The $3 million, approved last year, will go toward lab enhancements, including:
  • Toxicology case outsourcing: $400,000
  • Overtime for crime scene unit and firearms investigation staff: $300,000
  • Firearms specialized training/technology: $900,000
  • Training of new analysts: $2 million
  • E-discovery and Justice Trax system upgrades: $500,000
  • Digital multimedia outsourcing: $600,000
  • Hiring temporary labor to support the Harris County Backlog Reduction program: $250,000
The details

In a May 17 statement announcing the additional funding, city officials said COVID-19 put a strain on forensic lab work.

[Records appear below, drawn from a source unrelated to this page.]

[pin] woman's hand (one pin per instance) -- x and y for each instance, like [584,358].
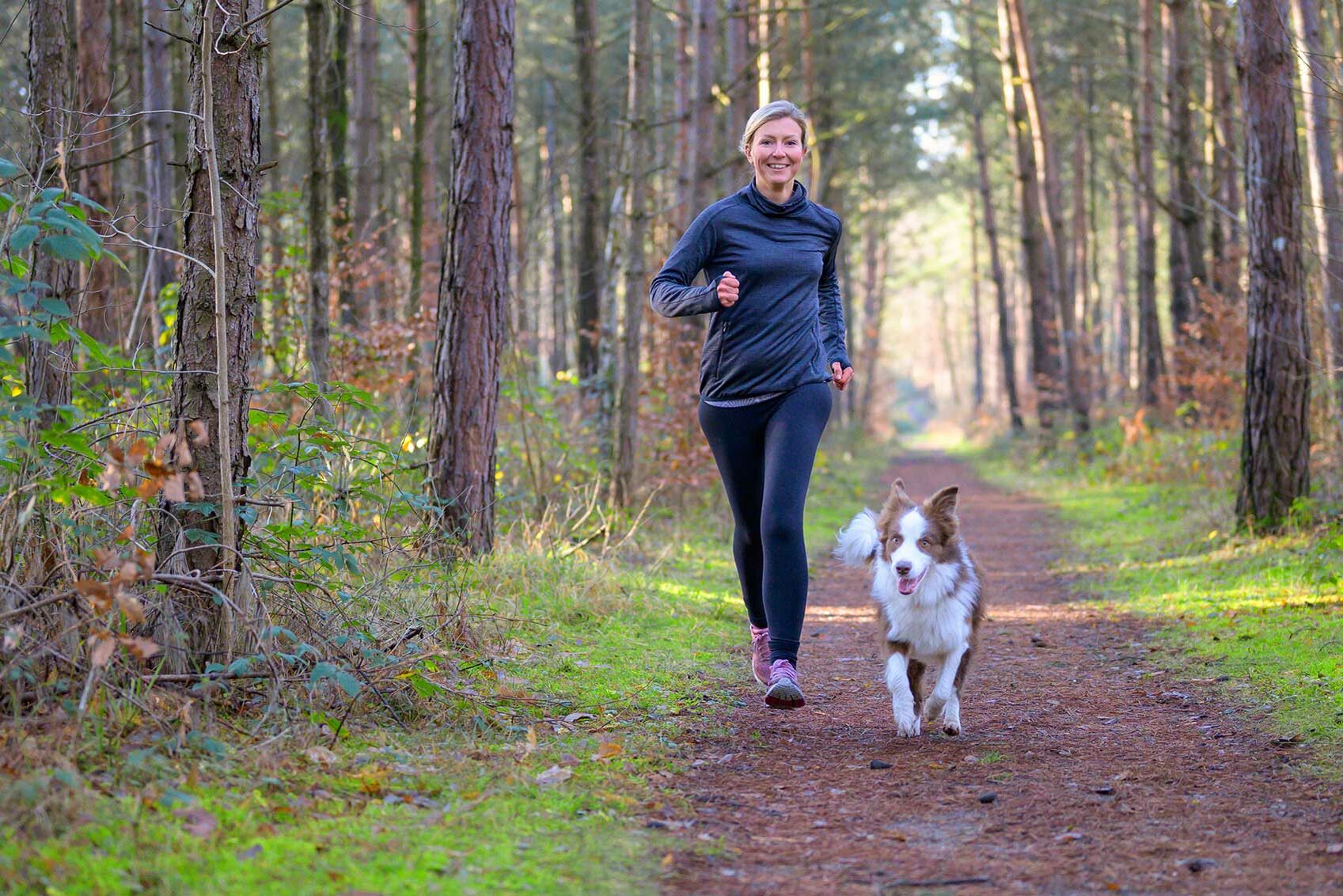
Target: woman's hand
[730,289]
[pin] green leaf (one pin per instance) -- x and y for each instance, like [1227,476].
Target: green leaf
[23,237]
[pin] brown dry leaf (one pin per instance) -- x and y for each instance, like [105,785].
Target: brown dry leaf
[96,593]
[198,821]
[175,489]
[554,776]
[132,607]
[195,488]
[320,757]
[181,454]
[607,750]
[100,649]
[140,647]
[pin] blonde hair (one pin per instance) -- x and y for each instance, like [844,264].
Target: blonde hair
[771,112]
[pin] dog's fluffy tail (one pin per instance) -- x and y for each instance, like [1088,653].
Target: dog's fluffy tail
[859,541]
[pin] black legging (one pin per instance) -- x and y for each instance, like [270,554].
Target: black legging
[764,454]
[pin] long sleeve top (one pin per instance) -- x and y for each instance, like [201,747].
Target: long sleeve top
[787,325]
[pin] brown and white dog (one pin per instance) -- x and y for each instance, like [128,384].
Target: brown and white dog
[928,589]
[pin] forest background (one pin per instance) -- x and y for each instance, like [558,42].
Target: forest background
[1107,231]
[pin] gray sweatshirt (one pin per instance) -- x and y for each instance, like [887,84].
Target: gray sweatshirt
[787,325]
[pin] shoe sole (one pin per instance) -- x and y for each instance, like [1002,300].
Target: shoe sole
[784,696]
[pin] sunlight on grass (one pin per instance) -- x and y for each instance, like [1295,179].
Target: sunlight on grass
[1267,613]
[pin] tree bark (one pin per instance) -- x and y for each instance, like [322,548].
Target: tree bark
[319,210]
[1325,191]
[337,132]
[1151,360]
[159,200]
[1275,445]
[366,218]
[1187,265]
[587,313]
[473,292]
[559,279]
[50,81]
[226,123]
[418,25]
[635,288]
[1046,161]
[1046,364]
[102,314]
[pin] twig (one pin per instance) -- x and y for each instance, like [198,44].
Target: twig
[946,882]
[30,607]
[171,34]
[229,523]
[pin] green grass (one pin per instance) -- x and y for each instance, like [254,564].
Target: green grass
[628,649]
[1261,614]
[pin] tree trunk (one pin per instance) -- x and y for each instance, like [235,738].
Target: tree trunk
[635,287]
[975,324]
[1046,364]
[1325,191]
[366,218]
[1006,350]
[1046,161]
[1223,230]
[1151,362]
[101,316]
[221,230]
[1275,445]
[1186,248]
[415,13]
[559,294]
[474,287]
[159,200]
[319,211]
[337,131]
[50,81]
[587,314]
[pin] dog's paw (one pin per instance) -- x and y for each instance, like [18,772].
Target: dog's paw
[909,726]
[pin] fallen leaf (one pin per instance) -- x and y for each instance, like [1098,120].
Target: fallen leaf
[198,821]
[100,649]
[138,647]
[607,750]
[554,776]
[132,607]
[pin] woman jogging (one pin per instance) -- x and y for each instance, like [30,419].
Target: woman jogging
[776,336]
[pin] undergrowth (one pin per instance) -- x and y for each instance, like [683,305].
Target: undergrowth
[1151,532]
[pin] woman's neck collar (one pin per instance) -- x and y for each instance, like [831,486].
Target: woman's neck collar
[780,200]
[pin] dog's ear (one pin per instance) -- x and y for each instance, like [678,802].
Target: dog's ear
[943,504]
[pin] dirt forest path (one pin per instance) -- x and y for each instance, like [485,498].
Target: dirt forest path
[1083,767]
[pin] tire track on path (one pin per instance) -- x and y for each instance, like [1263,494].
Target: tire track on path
[1106,773]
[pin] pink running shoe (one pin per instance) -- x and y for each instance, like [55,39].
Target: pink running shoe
[783,692]
[761,655]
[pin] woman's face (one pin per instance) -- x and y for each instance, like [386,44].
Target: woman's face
[776,152]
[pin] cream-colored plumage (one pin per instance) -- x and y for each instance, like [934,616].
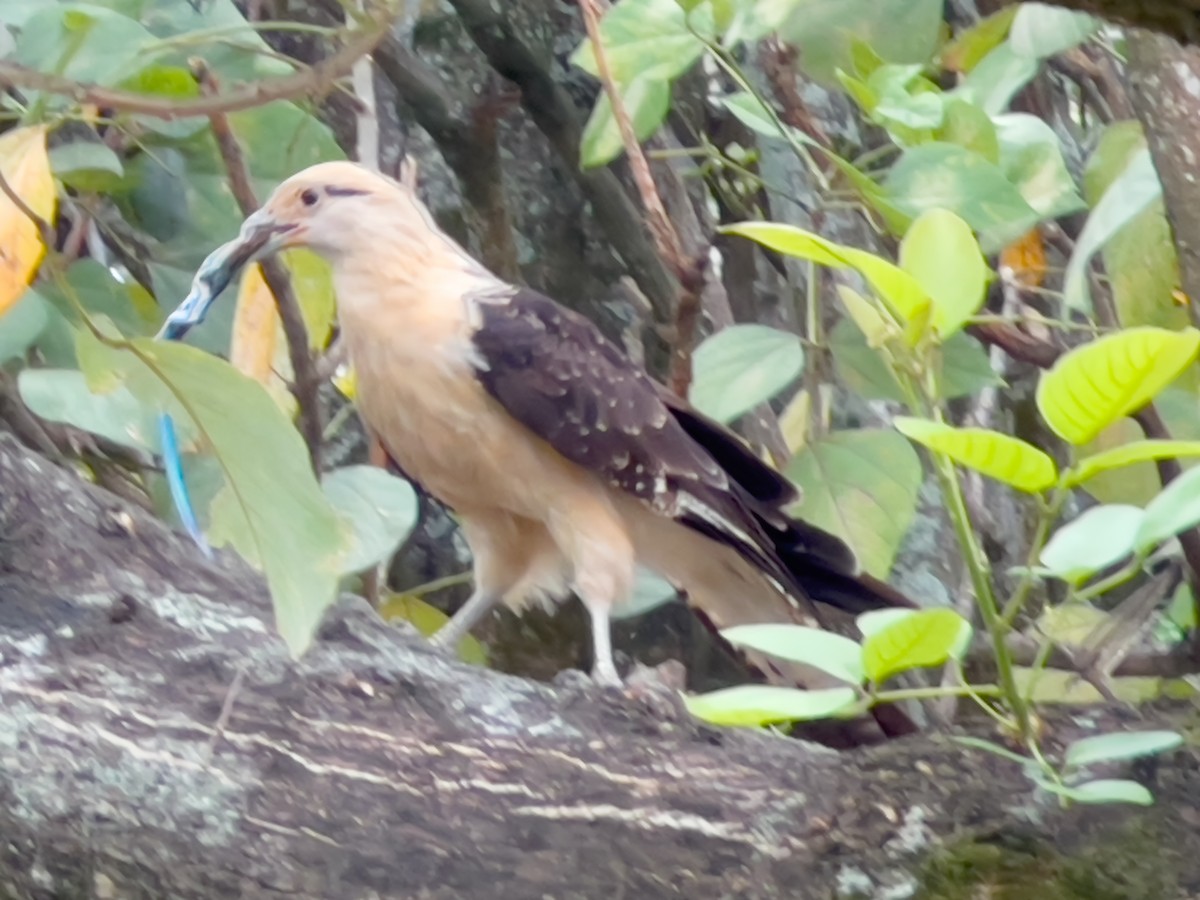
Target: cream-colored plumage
[563,462]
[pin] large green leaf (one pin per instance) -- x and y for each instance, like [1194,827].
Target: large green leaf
[1133,191]
[923,640]
[1098,383]
[1097,539]
[754,705]
[831,653]
[942,255]
[742,366]
[647,101]
[1000,456]
[378,509]
[826,31]
[271,508]
[1041,30]
[1176,509]
[1139,258]
[1031,157]
[940,175]
[647,39]
[63,396]
[861,485]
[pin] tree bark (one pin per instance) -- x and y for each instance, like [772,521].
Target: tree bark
[373,768]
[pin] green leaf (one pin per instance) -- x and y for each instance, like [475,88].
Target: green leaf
[831,653]
[1097,539]
[87,166]
[379,510]
[942,255]
[647,102]
[861,485]
[924,640]
[647,39]
[63,396]
[1031,157]
[429,621]
[970,127]
[1135,189]
[742,366]
[1125,745]
[748,109]
[996,79]
[1128,455]
[1105,379]
[826,31]
[22,324]
[940,175]
[901,292]
[271,508]
[1176,509]
[649,593]
[1000,456]
[1041,30]
[755,705]
[1102,791]
[1140,258]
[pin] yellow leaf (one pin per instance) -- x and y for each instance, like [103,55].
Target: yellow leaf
[1000,456]
[1101,382]
[27,168]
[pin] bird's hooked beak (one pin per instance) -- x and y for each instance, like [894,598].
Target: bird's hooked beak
[261,235]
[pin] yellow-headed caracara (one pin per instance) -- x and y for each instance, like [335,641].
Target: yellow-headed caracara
[564,462]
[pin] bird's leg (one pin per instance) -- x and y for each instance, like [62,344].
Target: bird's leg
[462,622]
[604,670]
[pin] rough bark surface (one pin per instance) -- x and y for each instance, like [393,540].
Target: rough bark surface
[373,768]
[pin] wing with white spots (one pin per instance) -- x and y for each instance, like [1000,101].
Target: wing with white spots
[557,375]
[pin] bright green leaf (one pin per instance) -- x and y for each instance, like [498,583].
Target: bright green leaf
[925,639]
[755,705]
[742,366]
[942,255]
[378,508]
[1105,379]
[831,653]
[996,455]
[861,485]
[271,508]
[1097,539]
[647,102]
[1122,745]
[1128,455]
[894,286]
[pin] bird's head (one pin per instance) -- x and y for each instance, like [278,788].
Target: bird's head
[331,208]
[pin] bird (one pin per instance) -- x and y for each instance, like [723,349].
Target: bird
[565,463]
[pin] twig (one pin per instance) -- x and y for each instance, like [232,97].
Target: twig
[312,82]
[305,383]
[690,273]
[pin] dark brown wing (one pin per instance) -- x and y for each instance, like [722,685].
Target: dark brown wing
[555,372]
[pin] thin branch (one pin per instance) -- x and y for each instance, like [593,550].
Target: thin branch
[690,273]
[312,82]
[305,382]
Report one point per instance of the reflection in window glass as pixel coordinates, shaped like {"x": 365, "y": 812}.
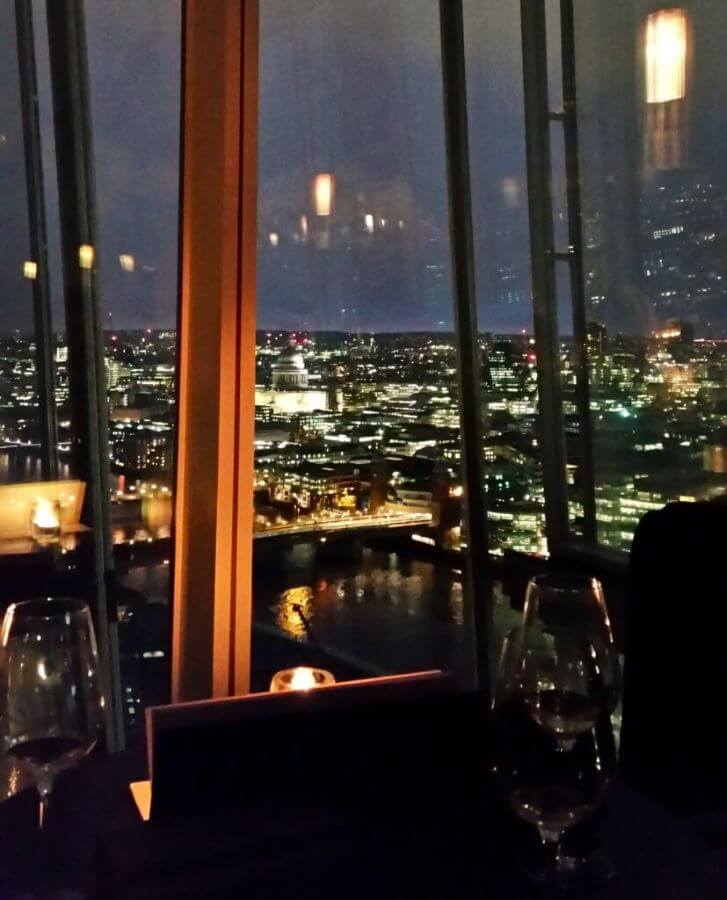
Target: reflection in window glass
{"x": 20, "y": 425}
{"x": 652, "y": 117}
{"x": 358, "y": 491}
{"x": 516, "y": 508}
{"x": 134, "y": 61}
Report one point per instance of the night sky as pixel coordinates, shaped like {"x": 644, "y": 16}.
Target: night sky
{"x": 348, "y": 88}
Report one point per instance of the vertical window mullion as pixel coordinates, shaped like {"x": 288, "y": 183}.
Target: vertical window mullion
{"x": 89, "y": 413}
{"x": 543, "y": 260}
{"x": 467, "y": 344}
{"x": 42, "y": 326}
{"x": 575, "y": 262}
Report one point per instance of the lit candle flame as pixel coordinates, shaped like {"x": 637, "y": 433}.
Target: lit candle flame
{"x": 45, "y": 515}
{"x": 303, "y": 679}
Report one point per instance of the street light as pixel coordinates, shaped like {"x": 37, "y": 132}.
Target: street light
{"x": 323, "y": 192}
{"x": 665, "y": 46}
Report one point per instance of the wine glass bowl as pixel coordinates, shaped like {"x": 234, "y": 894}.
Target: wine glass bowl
{"x": 568, "y": 609}
{"x": 553, "y": 751}
{"x": 52, "y": 703}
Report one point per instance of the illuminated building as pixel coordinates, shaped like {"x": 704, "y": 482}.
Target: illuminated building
{"x": 290, "y": 394}
{"x": 666, "y": 53}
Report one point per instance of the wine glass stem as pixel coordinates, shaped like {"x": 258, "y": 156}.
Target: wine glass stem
{"x": 44, "y": 789}
{"x": 551, "y": 844}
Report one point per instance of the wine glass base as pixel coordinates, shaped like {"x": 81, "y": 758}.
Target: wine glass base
{"x": 573, "y": 875}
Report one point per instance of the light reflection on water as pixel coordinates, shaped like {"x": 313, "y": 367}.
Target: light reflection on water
{"x": 389, "y": 611}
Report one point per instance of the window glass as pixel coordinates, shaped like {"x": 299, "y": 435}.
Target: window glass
{"x": 134, "y": 67}
{"x": 651, "y": 95}
{"x": 358, "y": 484}
{"x": 516, "y": 506}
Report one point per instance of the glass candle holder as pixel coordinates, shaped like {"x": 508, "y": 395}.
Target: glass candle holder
{"x": 45, "y": 521}
{"x": 301, "y": 678}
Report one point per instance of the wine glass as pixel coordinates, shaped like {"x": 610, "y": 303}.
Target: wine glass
{"x": 553, "y": 750}
{"x": 52, "y": 704}
{"x": 572, "y": 608}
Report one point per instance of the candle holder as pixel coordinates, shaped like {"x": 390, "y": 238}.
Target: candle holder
{"x": 45, "y": 521}
{"x": 300, "y": 678}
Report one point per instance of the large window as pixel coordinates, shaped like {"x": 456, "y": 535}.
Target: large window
{"x": 651, "y": 107}
{"x": 599, "y": 220}
{"x": 357, "y": 432}
{"x": 134, "y": 67}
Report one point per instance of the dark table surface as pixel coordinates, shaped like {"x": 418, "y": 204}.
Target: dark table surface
{"x": 96, "y": 846}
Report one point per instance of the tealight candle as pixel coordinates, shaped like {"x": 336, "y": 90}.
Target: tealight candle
{"x": 301, "y": 678}
{"x": 45, "y": 522}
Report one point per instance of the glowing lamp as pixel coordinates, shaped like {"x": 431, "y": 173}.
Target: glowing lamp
{"x": 301, "y": 678}
{"x": 86, "y": 256}
{"x": 323, "y": 190}
{"x": 665, "y": 46}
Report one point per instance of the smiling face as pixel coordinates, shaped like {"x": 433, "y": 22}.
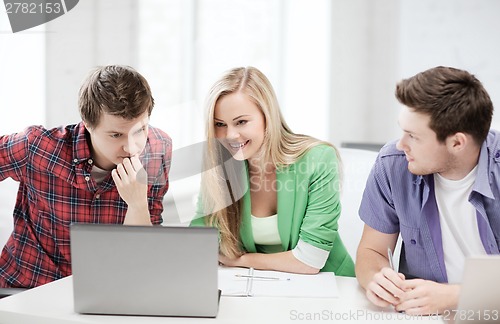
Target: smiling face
{"x": 239, "y": 125}
{"x": 116, "y": 138}
{"x": 425, "y": 154}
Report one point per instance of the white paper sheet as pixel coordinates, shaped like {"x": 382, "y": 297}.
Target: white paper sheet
{"x": 275, "y": 283}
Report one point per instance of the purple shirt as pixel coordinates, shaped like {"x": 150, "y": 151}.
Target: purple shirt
{"x": 396, "y": 200}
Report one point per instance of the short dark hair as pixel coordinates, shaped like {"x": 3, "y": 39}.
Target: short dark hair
{"x": 454, "y": 99}
{"x": 116, "y": 90}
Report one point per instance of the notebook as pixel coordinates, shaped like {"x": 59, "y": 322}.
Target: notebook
{"x": 479, "y": 300}
{"x": 145, "y": 270}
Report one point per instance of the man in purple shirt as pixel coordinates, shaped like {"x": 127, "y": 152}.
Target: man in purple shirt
{"x": 438, "y": 187}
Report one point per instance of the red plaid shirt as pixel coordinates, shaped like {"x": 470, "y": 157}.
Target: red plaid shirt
{"x": 53, "y": 168}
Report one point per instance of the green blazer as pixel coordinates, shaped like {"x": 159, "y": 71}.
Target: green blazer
{"x": 308, "y": 209}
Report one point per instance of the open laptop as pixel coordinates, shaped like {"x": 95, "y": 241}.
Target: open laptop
{"x": 145, "y": 270}
{"x": 479, "y": 300}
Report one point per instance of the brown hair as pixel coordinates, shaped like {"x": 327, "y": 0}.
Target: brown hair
{"x": 116, "y": 90}
{"x": 454, "y": 99}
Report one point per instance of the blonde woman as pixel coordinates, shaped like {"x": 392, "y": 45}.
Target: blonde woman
{"x": 278, "y": 208}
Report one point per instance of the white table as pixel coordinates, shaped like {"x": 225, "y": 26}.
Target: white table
{"x": 53, "y": 304}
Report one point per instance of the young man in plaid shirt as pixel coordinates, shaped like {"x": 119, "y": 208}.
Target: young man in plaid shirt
{"x": 112, "y": 168}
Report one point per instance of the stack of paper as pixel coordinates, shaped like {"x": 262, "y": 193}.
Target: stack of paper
{"x": 258, "y": 283}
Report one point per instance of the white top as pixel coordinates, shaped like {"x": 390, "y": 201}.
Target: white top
{"x": 457, "y": 217}
{"x": 265, "y": 232}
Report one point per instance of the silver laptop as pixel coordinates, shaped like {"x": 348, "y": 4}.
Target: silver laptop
{"x": 145, "y": 270}
{"x": 479, "y": 300}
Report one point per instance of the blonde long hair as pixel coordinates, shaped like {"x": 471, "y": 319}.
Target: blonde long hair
{"x": 222, "y": 184}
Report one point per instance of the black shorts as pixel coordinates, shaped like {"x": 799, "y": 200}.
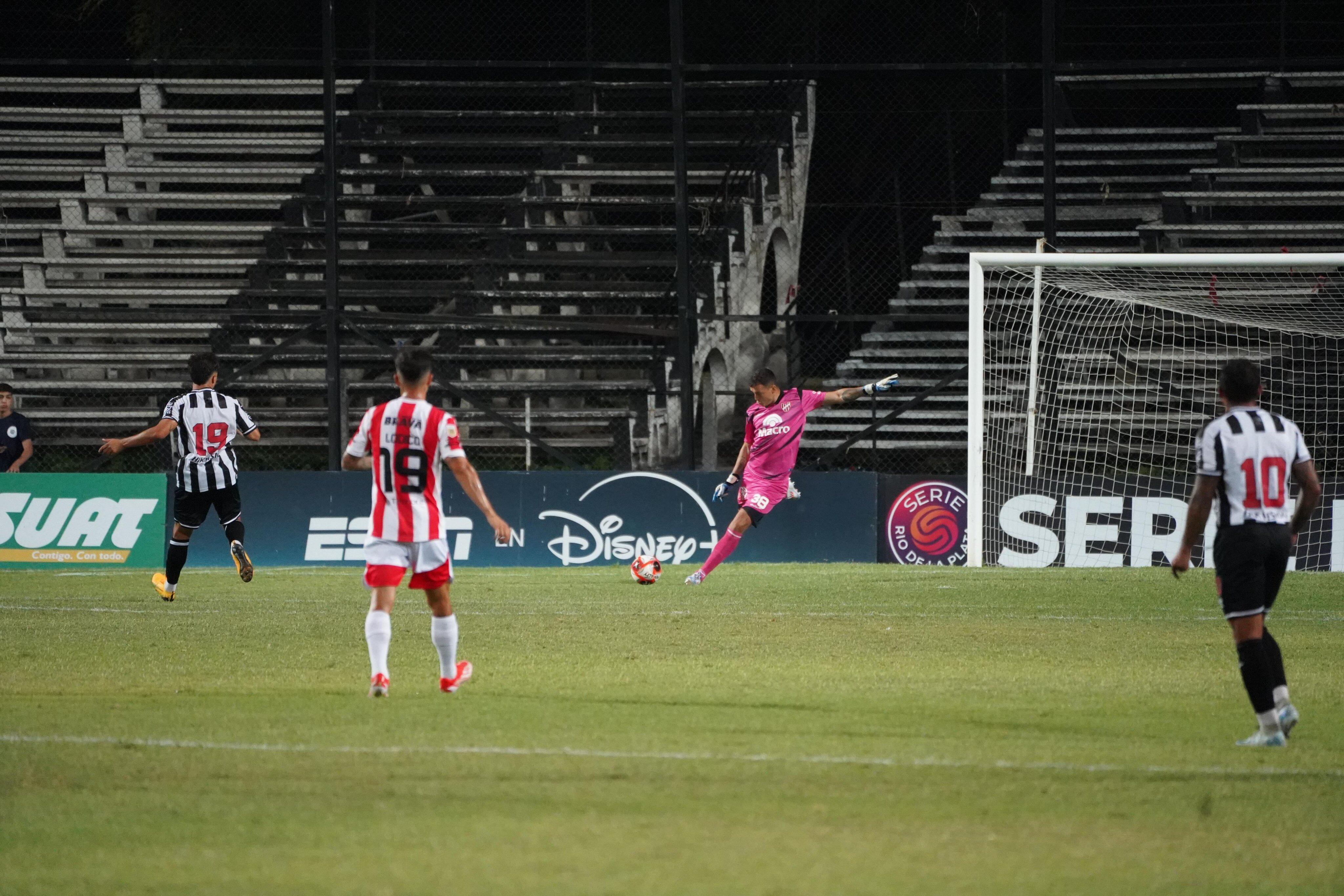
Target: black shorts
{"x": 1252, "y": 561}
{"x": 190, "y": 508}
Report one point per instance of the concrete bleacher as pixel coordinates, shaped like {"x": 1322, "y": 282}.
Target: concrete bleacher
{"x": 523, "y": 230}
{"x": 1268, "y": 178}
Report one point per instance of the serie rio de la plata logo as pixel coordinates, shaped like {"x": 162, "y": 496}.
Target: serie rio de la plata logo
{"x": 927, "y": 526}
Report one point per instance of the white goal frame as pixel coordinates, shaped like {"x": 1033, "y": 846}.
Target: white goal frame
{"x": 976, "y": 342}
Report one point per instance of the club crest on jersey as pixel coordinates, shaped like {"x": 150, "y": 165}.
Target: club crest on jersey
{"x": 771, "y": 425}
{"x": 927, "y": 524}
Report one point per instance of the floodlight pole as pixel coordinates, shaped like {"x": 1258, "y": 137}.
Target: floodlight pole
{"x": 335, "y": 424}
{"x": 684, "y": 300}
{"x": 1033, "y": 365}
{"x": 1047, "y": 119}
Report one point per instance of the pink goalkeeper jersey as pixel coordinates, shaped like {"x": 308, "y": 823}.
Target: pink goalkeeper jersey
{"x": 775, "y": 433}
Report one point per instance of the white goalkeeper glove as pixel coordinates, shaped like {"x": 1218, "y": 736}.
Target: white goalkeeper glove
{"x": 722, "y": 488}
{"x": 882, "y": 386}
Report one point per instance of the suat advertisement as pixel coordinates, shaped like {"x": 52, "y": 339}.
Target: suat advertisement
{"x": 55, "y": 519}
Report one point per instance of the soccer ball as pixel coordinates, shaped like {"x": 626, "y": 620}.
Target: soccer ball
{"x": 646, "y": 570}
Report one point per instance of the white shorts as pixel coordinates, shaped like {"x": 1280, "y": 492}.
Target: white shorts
{"x": 386, "y": 563}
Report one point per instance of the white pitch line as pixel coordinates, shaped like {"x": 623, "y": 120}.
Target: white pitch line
{"x": 892, "y": 762}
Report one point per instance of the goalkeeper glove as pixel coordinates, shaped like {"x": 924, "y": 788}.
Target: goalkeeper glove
{"x": 722, "y": 488}
{"x": 882, "y": 386}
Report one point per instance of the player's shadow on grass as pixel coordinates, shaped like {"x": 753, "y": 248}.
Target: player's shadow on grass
{"x": 707, "y": 704}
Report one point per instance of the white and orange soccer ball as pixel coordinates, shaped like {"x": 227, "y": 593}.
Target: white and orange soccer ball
{"x": 646, "y": 570}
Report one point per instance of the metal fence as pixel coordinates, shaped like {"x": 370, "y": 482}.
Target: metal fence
{"x": 600, "y": 217}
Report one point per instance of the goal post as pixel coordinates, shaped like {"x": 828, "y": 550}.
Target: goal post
{"x": 1090, "y": 375}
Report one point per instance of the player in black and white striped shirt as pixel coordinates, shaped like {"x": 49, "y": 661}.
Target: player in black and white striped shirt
{"x": 201, "y": 425}
{"x": 1244, "y": 459}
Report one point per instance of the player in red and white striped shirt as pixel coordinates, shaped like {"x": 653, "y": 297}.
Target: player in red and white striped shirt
{"x": 405, "y": 443}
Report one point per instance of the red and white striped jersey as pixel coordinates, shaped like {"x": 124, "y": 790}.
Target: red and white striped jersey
{"x": 409, "y": 440}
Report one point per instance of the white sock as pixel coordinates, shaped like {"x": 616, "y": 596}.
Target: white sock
{"x": 443, "y": 632}
{"x": 378, "y": 633}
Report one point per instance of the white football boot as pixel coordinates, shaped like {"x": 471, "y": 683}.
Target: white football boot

From 2020 to 2021, the Houston Forensic Science Center responded to 900 gun-related incidents, which included homicides, aggravated assaults, officer-involved shootings, death investigations and aggravated robbery.
A heatmap of gun-related crimes in the city of Houston from 2020 to 2021. (Courtesy city of Houston)
A heat map of gun-related crimes in the city of Houston from 2020 to 2021. (Courtesy city of Houston)
Quote of note

“I want to thank City Council for approving an additional $1.95 million in ARPA funds for the Houston Forensic Science Center, bringing our total investment to $4.95 million,” Mayor Sylvester Turner said. “The center plays a critical role in public safety efforts in our city, and this funding will immediately be used to support recruitment efforts of skilled employees and solving crimes in areas with the highest crime rates, both components of my One Safe Houston initiative."

The bottom line

The city reported the HFSC experienced a turnover rate in 2022 of 15%, or 31 employees, compared to its prepandemic rate of 6%. The additional $1.95 million in funding will go toward recruiting employees. Officials said the average training time for a new employee is nearly two years and costs approximately $400,000. The $4.95 million builds on the $28.5 million the HFSC receives from the city annually for operations.